Я опустила веки, словно уличенная в тяжком преступлении, не в силах выдержать этого пристального взгляда. Тяжелого. Кажется, сожалеющего о чем-то. И словно обвиняющего меня в заговоре вселенского масштаба.

— Я… я не думала…

— Правда? И часто это с тобой случается? Открой глаза.

— Что… случается? — уточнила я, повиновавшись приказу. Именно приказу — не просьбе.

— Не думать, — разъяснил он.

— Да вы… Вы… Да как вы можете⁈ — вдруг выпалила я, даже не стараясь скрыть обиду. Обиду на то, что посмели усомниться в моей честности. Обиду на то, что оказались не в состоянии увидеть меня настоящую.

— Могу что? — В тоне его голоса послышались нотки холодного гнева и какой-то жесткой иронии. Сарказма.

— Как вы можете во мне сомневаться! Мне не в чем перед вами оправдываться!

— Детский сад какой-то… — бросил он, недовольно скривив губы.
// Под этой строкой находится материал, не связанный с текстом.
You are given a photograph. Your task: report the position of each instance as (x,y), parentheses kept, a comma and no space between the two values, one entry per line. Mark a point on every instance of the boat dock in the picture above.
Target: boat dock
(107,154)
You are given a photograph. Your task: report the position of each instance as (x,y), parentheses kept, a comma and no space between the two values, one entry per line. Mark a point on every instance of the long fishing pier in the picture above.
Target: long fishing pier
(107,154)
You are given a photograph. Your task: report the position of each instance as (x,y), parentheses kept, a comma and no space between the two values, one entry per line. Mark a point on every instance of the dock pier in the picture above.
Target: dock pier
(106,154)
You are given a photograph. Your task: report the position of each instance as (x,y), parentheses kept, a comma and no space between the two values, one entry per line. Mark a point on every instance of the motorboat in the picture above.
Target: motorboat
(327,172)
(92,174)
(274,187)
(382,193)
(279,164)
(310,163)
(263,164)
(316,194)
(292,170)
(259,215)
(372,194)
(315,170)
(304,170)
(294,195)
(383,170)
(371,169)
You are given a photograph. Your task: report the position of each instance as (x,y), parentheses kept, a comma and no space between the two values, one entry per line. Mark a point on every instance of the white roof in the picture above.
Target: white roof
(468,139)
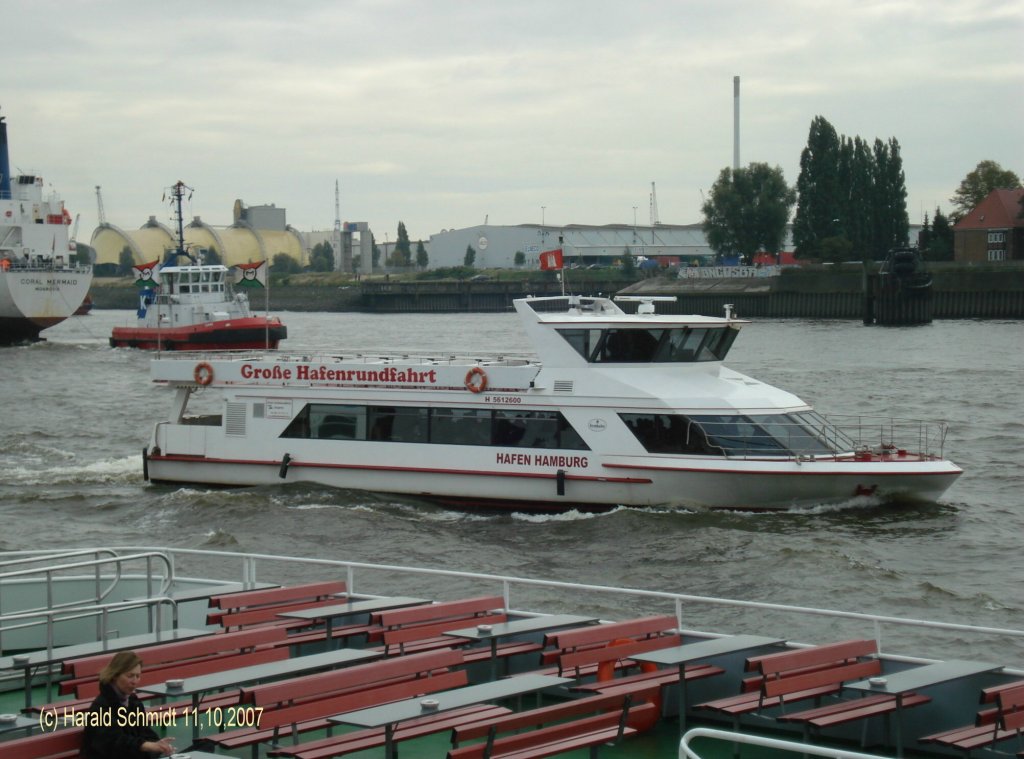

Глаза его теперь блестели недобро. Нет, не от дикого гнева, как у Юрки в тот чертов вечер… Гнев того, кто меня сейчас обвинял, был холодным. Не отпугивающим, но холодным настолько, что сердце снова кольнуло ледяным осколком. Я вдруг почувствовала себя несчастной. Самой несчастной на свете. Во мне просыпался страх, но это был страх не за свою безопасность или даже жизнь, как тогда. Во мне разрастался страх потерять что-то важное. Вернее, того, кто стал важным за эти два дня. Сердце вдруг сжалось от отчаяния. Какого-то иррационального отчаяния, и я физически чувствовала, как оно впивалось в меня цепкими коготками и будто раздирало на куски.